The Brunswick Monument is a mausoleum built in 1879 in the Jardin des Alpes in Geneva, Switzerland to commemorate the life of Charles II, Duke of Brunswick (1804-1873). He bequeathed his fortune to the city of Geneva in exchange for a monument to be built in his name, specifying that it be a replica of the Scaliger Tombs in Verona, Italy. The Grand Théâtre de Genève, opened in 1879, was built with the legacy.

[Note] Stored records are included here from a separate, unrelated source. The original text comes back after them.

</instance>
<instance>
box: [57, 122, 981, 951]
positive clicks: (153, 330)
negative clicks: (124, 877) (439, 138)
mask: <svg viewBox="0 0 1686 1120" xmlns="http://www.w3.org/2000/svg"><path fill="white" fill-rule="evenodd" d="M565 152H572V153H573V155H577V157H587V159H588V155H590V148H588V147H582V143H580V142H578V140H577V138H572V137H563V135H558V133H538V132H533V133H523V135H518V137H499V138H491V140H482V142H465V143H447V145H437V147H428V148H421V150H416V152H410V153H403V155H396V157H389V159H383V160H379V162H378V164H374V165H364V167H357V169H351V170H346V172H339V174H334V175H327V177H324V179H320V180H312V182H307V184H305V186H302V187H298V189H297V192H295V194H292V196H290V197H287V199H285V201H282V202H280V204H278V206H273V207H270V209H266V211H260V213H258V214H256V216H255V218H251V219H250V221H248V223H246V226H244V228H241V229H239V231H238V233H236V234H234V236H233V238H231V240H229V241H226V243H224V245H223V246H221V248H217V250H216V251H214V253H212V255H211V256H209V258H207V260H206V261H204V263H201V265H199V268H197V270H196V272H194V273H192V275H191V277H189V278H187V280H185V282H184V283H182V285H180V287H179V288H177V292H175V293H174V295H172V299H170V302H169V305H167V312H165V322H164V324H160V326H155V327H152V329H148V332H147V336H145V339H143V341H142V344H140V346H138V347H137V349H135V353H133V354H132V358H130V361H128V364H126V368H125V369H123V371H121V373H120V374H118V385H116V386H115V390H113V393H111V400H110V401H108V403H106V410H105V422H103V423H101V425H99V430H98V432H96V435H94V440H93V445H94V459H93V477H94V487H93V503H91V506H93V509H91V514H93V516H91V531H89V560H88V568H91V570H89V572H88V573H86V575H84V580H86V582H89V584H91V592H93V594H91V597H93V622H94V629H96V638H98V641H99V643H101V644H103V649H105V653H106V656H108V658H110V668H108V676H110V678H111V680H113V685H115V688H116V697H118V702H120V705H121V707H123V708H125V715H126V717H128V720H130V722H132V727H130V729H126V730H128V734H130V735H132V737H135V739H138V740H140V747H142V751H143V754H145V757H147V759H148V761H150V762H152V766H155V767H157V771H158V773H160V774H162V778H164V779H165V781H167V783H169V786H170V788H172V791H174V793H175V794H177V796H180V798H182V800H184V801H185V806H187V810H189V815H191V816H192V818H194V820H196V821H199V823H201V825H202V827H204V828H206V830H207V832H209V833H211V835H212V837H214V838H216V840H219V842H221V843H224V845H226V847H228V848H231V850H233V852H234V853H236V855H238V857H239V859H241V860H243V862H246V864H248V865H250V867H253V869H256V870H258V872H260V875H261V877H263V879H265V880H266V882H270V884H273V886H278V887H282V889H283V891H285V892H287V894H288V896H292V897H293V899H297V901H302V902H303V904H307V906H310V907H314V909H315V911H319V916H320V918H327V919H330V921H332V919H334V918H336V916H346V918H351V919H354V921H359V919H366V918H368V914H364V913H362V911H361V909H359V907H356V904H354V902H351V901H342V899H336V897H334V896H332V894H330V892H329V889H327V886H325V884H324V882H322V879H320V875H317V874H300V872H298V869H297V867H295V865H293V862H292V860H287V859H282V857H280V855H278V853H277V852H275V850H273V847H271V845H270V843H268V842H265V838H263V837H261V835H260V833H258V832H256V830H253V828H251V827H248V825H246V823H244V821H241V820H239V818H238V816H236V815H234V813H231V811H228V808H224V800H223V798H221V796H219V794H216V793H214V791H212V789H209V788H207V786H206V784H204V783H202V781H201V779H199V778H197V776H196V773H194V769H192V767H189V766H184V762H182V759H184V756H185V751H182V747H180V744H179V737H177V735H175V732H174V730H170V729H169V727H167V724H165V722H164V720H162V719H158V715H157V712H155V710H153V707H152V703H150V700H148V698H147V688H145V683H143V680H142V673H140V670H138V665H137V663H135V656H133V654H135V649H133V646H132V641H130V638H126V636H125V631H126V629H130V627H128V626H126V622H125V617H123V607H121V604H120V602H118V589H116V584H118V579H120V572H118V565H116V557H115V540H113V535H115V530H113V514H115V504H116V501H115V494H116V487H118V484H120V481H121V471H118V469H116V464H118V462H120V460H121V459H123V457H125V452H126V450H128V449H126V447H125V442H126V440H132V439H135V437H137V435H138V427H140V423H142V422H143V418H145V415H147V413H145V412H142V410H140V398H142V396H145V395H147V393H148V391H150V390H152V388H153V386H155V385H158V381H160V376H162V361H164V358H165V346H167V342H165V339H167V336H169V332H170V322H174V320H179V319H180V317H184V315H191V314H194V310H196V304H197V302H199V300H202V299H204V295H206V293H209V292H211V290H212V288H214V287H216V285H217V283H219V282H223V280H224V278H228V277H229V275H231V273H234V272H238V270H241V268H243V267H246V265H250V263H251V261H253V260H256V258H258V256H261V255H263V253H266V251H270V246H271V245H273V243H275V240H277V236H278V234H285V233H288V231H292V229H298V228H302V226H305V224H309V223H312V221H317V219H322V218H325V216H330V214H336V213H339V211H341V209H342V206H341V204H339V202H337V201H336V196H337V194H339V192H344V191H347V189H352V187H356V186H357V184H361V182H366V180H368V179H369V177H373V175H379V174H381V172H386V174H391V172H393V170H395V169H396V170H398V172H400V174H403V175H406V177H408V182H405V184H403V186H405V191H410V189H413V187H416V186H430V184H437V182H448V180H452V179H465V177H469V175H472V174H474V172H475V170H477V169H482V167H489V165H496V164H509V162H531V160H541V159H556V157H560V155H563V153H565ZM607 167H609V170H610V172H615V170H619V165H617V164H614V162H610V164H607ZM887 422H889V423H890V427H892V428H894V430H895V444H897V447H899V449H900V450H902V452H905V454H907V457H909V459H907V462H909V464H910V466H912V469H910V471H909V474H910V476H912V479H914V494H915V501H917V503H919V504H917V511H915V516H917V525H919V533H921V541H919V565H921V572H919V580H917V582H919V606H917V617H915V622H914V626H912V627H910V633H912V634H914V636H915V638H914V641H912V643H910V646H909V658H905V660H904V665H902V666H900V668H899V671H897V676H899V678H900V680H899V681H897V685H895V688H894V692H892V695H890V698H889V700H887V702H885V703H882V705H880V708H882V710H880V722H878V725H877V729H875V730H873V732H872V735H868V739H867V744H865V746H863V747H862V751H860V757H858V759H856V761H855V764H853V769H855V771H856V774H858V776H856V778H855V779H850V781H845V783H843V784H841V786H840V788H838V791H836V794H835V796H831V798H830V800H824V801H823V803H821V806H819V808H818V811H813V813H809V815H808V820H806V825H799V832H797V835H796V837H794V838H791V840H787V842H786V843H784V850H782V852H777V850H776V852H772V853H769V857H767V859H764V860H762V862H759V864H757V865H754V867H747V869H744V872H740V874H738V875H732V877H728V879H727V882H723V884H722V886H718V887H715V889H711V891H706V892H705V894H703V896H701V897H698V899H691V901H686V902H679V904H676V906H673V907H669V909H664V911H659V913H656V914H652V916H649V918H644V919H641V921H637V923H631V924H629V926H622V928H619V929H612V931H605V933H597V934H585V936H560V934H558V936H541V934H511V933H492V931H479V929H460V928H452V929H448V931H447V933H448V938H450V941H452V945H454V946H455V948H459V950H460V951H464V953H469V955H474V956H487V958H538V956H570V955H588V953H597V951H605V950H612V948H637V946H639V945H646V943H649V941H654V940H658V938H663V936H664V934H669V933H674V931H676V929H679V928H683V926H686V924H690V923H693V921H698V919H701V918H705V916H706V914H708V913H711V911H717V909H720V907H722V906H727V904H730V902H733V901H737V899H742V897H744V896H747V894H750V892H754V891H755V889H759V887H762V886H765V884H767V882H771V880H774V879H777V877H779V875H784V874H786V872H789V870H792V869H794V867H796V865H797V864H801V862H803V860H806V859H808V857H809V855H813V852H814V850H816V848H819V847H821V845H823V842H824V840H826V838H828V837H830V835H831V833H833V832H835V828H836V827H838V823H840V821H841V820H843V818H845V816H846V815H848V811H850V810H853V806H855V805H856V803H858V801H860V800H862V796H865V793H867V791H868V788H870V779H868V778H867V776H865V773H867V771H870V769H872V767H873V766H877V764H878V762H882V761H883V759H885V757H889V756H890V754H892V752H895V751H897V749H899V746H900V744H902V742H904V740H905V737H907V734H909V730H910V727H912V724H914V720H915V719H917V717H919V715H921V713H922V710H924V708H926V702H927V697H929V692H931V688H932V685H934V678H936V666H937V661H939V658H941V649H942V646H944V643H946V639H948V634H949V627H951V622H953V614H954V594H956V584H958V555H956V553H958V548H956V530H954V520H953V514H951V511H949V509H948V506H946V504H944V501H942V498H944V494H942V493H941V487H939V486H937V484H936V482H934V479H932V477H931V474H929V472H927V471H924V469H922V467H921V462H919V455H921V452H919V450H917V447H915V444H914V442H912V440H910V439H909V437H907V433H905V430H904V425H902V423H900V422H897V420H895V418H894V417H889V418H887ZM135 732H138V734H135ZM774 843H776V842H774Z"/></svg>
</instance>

In his will drawn up on 5 March 1871, Charles left his entire estate to the city of Geneva with a single stipulation; that a mausoleum be built for him in Geneva "in a prominent position and worthy", that it should feature statues of his father, Frederick William, and his grandfather, Charles William Ferdinand, and that it should imitate the style of the 14th century Scaliger Tombs in Verona, particularly that of Cansignorio della Scala. Accordingly, a design was chosen by the Swiss architect Jean Franel. Sited on the Quai du Mont-Blanc, it is built in three storeys of white marble with a hexagonal canopy over a sarcophagus bearing a recumbent figure of the duke. At the projecting corners are marble statues of six notable ancestors of the House of Guelph by various sculptors, and a bronze equestrian statue of Duke William by the French sculptor Auguste Cain was originally mounted at the top of the spire. The monument stands on a platform 65 meters long and 25 meters wide and is guarded by marble chimeras and lions, also by Cain.

The monument was unveiled on 14 October 1879; however, earthquake damage resulted in the removal of the equestrian statue to an adjacent plinth in 1883 and the top of the spire was rebuilt with a crown in 1890. The duke's estate amounted to 24 million Swiss Francs, two million of which were expended on the monument, the remainder was spent on a number of new public buildings, for example the Grand Théâtre.